Saturation deficit is the indicator that better explains tick activity trends in Herat. Recent increments in reported CCHFV cases in this area are more likely explained by increased surveillance capacity instead of changes in the background transmission dynamics. Modelling suggests that clinical cases only represent 31% (95% CrI 28%-33%) of total infections in this area. Vaccination campaigns targeting humans would result in a much larger impact than livestock vaccination (266 vs 31 clinical cases averted respectively) and a more efficient option when assessed in courses per case averted (35 vs 431 respectively). Targeted vaccination of farmers is impactful and more efficient, resulting in 19 courses per case averted (95% CrI 7-62) compared to targeting the general population (35 courses 95% CrI 16-107).
We developed a series of models of transmission amongst livestock, and spillover infection into humans. We use real-world human and animal data from a CCHFV endemic area in Afghanistan (Herat) to calibrate our models. We assess the value of environmental drivers as proxy indicators of vector activity, and select the best model using deviance information criteria. Finally we assess the impact of vaccination by simulating campaigns targeted to humans or livestock, and to high-risk subpopulations (i.e, farmers).
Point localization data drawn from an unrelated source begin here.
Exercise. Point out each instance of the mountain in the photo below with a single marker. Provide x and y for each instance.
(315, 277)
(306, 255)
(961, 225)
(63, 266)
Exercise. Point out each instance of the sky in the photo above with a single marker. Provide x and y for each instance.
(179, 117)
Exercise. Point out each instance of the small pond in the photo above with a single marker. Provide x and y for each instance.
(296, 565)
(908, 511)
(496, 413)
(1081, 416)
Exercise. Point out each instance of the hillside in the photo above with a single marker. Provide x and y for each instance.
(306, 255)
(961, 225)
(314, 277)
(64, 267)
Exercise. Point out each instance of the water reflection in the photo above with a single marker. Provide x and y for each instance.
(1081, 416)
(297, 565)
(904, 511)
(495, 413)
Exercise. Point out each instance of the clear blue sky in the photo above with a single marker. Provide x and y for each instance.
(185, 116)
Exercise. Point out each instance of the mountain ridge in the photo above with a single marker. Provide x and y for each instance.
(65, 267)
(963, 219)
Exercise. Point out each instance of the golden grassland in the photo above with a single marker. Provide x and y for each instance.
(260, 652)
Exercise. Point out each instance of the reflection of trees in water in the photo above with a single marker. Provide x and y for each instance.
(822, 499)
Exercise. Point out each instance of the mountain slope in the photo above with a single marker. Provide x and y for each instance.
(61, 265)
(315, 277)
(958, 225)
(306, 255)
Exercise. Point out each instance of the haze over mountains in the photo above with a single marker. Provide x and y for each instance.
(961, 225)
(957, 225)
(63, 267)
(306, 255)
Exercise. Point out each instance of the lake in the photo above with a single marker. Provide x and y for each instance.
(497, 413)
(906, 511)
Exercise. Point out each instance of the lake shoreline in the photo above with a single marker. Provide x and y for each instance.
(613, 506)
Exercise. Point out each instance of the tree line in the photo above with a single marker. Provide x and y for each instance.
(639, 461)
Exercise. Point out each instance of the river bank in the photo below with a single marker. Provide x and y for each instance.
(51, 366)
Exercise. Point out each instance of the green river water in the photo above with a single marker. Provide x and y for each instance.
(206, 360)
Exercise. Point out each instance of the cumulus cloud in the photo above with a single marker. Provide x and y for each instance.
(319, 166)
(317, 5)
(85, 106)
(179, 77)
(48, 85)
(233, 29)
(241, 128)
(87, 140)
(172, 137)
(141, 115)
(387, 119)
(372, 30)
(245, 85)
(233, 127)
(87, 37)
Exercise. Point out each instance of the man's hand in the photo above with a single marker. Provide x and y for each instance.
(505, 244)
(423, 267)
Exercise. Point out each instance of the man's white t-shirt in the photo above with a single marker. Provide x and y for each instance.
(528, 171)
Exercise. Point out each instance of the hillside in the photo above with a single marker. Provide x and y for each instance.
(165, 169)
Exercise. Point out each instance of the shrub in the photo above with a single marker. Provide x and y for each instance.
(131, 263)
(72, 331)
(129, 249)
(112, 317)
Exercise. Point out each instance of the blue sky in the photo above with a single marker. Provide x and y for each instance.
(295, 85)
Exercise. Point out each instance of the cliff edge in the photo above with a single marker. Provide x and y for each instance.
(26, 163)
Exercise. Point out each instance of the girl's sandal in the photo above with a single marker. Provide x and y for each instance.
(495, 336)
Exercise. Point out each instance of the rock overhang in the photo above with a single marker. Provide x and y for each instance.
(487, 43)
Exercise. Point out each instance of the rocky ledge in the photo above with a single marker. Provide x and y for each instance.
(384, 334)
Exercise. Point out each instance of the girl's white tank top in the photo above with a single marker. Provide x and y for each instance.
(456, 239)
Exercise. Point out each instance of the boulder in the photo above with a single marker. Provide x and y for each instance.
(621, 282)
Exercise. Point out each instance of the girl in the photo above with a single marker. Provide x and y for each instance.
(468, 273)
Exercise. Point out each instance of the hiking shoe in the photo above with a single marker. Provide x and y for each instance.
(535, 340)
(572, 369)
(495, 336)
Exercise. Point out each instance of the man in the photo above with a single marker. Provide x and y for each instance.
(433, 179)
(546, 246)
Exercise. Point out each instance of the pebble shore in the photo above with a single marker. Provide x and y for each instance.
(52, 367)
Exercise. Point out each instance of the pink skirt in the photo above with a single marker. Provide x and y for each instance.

Crimean-Congo haemorrhagic fever virus (CCHFV) is a highly pathogenic virus for which a safe and effective vaccine is not yet available, despite being considered a priority emerging pathogen. Understanding transmission patterns and the use of potential effective vaccines are central elements of the future plan against this infection.
CCHFV is endemic in Herat, and transmission cycles are well predicted by environmental drivers like saturation deficit. Vaccinating humans is likely to be more efficient and impactful than animals, and importantly targeted interventions to high risk groups like farmers can offer a more efficient approach to vaccine roll-out.